RF的特征子集选取策略（spark ml）

支持连续变量和类别变量，类别变量就是某个属性有三个值,a,b,c，需要用Feature Transformers中的vectorindexer处理

上来是一堆参数

setMaxDepth：最大树深度

setMaxBins：最大装箱数，为了近似统计变量，比如变量有100个值，我只分成10段去做统计

setMinInstancesPerNode：每个节点最少实例

setMinInfoGain：最小信息增益

setMaxMemoryInMB：最大内存MB单位，这个值越大，一次处理的节点划分就越多

setCacheNodeIds：是否缓存节点id，缓存可以加速深层树的训练

setCheckpointInterval：检查点间隔，就是多少次迭代固化一次

setImpurity：随机森林有三种方式，entropy，gini,variance,回归肯定就是variance

setSubsamplingRate：设置采样率，就是每次选多少比例的样本构成新树

setSeed：采样种子，种子不变，采样结果不变

setNumTrees：设置森林里有多少棵树

setFeatureSubsetStrategy：设置特征子集选取策略，随机森林就是两个随机，构成树的样本随机，每棵树开始分裂的属性是随机的，其他跟决策树区别不大，注释这么写的

* The number of features to consider for splits at each tree node.
* Supported options:
* - "auto": Choose automatically for task://默认策略
* If numTrees == 1, set to "all." //决策树选择所有属性
* If numTrees > 1 (forest), set to "sqrt" for classification and //决策森林分类选择属性数开平方，回归选择三分之一属性
* to "onethird" for regression.
* - "all": use all features
* - "onethird": use 1/3 of the features
* - "sqrt": use sqrt(number of features)
* - "log2": use log2(number of features) //还有取对数的
* (default = "auto")
*
* These various settings are based on the following references:
* - log2: tested in Breiman (2001)
* - sqrt: recommended by Breiman manual for random forests
* - The defaults of sqrt (classification) and onethird (regression) match the R randomForest
* package.

参数完毕，下面比较重要的是这段代码

val categoricalFeatures: Map[Int, Int] =
MetadataUtils.getCategoricalFeatures(dataset.schema($(featuresCol)))

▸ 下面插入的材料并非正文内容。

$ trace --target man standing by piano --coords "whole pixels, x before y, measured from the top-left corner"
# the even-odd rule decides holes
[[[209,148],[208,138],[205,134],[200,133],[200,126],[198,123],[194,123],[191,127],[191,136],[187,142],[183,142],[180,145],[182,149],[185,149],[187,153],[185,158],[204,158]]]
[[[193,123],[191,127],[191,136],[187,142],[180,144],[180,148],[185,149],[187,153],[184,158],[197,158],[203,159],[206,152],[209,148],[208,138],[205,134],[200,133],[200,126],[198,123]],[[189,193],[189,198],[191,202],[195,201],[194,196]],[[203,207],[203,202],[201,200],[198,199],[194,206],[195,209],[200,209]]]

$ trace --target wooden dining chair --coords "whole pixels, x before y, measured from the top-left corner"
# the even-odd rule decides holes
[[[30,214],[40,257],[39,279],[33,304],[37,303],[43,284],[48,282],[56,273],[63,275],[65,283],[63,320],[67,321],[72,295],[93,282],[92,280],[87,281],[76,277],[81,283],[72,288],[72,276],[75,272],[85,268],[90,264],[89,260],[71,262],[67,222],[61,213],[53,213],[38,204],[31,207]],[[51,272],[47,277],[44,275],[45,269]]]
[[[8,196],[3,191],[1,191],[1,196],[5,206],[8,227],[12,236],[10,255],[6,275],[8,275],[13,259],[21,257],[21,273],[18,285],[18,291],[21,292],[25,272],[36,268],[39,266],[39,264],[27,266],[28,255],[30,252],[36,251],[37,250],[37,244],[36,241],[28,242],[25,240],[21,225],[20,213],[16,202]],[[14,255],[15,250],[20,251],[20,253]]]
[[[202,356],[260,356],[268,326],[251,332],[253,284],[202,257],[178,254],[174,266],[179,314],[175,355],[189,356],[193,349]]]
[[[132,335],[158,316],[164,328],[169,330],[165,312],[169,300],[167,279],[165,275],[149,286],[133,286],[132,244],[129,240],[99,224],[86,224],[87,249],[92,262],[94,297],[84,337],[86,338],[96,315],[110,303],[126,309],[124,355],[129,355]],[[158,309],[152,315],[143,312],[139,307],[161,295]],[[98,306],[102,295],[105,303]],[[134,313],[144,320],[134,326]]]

这个地比较蛋疼的是dataset.schema($(featuresCol))

/** An alias for [[getOrDefault()]]. */
protected final def $[T](param: Param[T]): T = getOrDefault(param)

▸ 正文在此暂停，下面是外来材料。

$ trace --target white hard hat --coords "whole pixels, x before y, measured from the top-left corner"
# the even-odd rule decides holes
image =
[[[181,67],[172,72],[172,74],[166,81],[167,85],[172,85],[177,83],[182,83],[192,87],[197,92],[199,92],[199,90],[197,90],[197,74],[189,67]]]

这段代码说明了$(featuresCol))只是求出一个字段名，实战中直接data.schema("features") ，data.schema("features")出来的是StructField，

case classStructField(name: String, dataType: DataType, nullable: Boolean = true, metadata: Metadata = Metadata.empty) extendsProduct with Serializable

StructField包含四个内容，最好知道一下，机器学习代码很多都用

回头说下getCategoricalFeatures，这个方法是识别一个属性是二值变量还是名义变量，例如a,b就是二值变量，a,b,c就是名义变量，最终把属性索引和变量值的个数放到一个map

这个函数的功能和vectorindexer类似，但是一般都用vectorindexer，因为实战中我们大都从sql读数据，sql读出来的数据metadata是空，无法识别二值变量还是名义变量

后面是

val oldDataset: RDD[LabeledPoint] = extractLabeledPoints(dataset)
val strategy =
super.getOldStrategy(categoricalFeatures, numClasses = 0, OldAlgo.Regression, getOldImpurity)
val trees =
RandomForest.run(oldDataset, strategy, getNumTrees, getFeatureSubsetStrategy, getSeed)
.map(_.asInstanceOf[DecisionTreeRegressionModel])

val numFeatures = oldDataset.first().features.size

new RandomForestRegressionModel(trees, numFeatures)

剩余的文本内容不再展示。